Remembering the Storm

Today (August 4) marks a sad tenth anniversary of Croatia’s murderous campaign against the population of the Krajina. The financial and military support given to unrepentant Croatian Nazis and radical Muslims in the Balkans has to be the worst of the crimes the Clinton administration perpetuated. Every single incident from U.S. Ambassador Galbraith riding though the ethnically cleansed city of Knin on a tank emblazoned with fascist symbols to Clinton’s thinly veiled endorsement of violence against Serb civilians in Kosovo less than four years later were concrete acts of complicity and endorsement of a horrible crime. We cannot count that “murder will out” all on its own given that so many careers and ideology are so heavily invested in concealing the facts. It will take a lot of effort on our parts to ensure this crime is never forgotten and I want to thank Nebojsa “Fearless” Malic for ensuring that the war party’s “official truth” goes challenged at every step.

~ Joshua K.


Labor Takes its Stand Against Empire

Jack Ross’s praise of the New Labor Coalition is understandable due to the new coalition’s willingness to confront the Democrats and our government in general over a war that is affecting working class families more than most. However, I feel Mr. Ross has little experience with organized labor or understanding of its history. In spite of his derision of “social movement unionism” over “plain and simple unionism,” it was the latter, exemplified by John L. Lewis of the United Mine Workers, who more often than not supported the wars in Korea and Vietnam. This ideology is carried on today not by the labor “insurgents” but by those that are remaining the federation.
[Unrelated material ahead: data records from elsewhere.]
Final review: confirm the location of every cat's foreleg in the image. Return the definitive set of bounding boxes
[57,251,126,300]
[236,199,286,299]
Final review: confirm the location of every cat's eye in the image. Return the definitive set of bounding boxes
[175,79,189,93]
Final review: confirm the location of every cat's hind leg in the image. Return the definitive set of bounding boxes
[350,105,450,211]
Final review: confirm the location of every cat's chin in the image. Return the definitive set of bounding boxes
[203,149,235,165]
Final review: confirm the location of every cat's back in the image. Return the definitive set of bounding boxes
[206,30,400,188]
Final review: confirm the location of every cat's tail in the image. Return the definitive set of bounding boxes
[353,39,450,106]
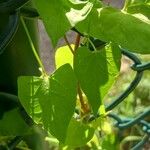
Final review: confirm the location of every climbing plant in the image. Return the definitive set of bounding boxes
[0,0,150,149]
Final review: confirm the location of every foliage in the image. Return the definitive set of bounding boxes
[0,0,150,150]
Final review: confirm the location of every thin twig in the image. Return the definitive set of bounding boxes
[64,35,74,55]
[21,17,46,75]
[74,33,81,51]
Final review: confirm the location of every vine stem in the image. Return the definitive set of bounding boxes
[64,35,74,55]
[88,38,96,51]
[74,33,88,113]
[21,17,47,75]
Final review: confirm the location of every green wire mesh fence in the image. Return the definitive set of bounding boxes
[0,0,150,150]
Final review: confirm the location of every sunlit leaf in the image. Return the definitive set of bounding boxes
[18,64,77,142]
[74,44,121,114]
[65,119,94,147]
[55,44,74,68]
[34,0,100,46]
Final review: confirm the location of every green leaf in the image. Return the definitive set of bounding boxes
[55,44,74,68]
[0,108,29,136]
[74,44,121,114]
[18,64,77,142]
[34,0,96,46]
[77,7,150,54]
[127,3,150,19]
[65,119,94,147]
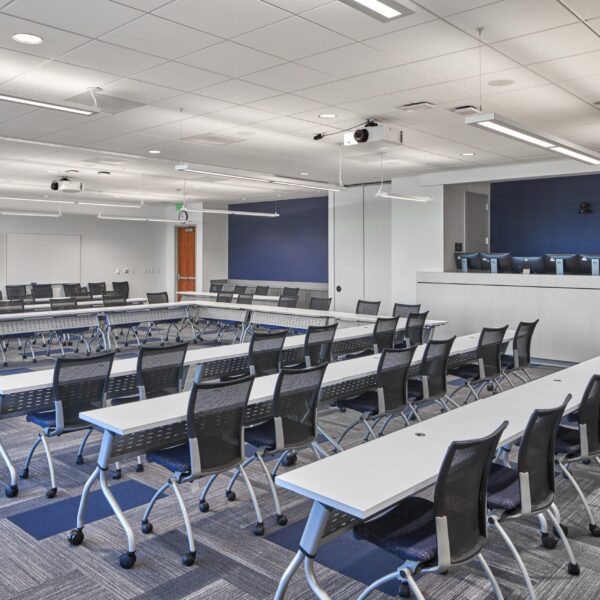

Social movement laborites, which is where the rebels stand, generally attacked both of those wars. While it is true that the “plain and simple” crowd is more in touch with their members, this has more to do with the conservative nature of American workers and politics, and it was these same labor leaders who have consistently favored a corporatist relationship to the state through the Democratic Party. As a former union organizer, I do not feel that we can simply jump on the New Labor Coalition boat without taking other issues into account (i.e. union democracy) but I feel it is important to set the record straight.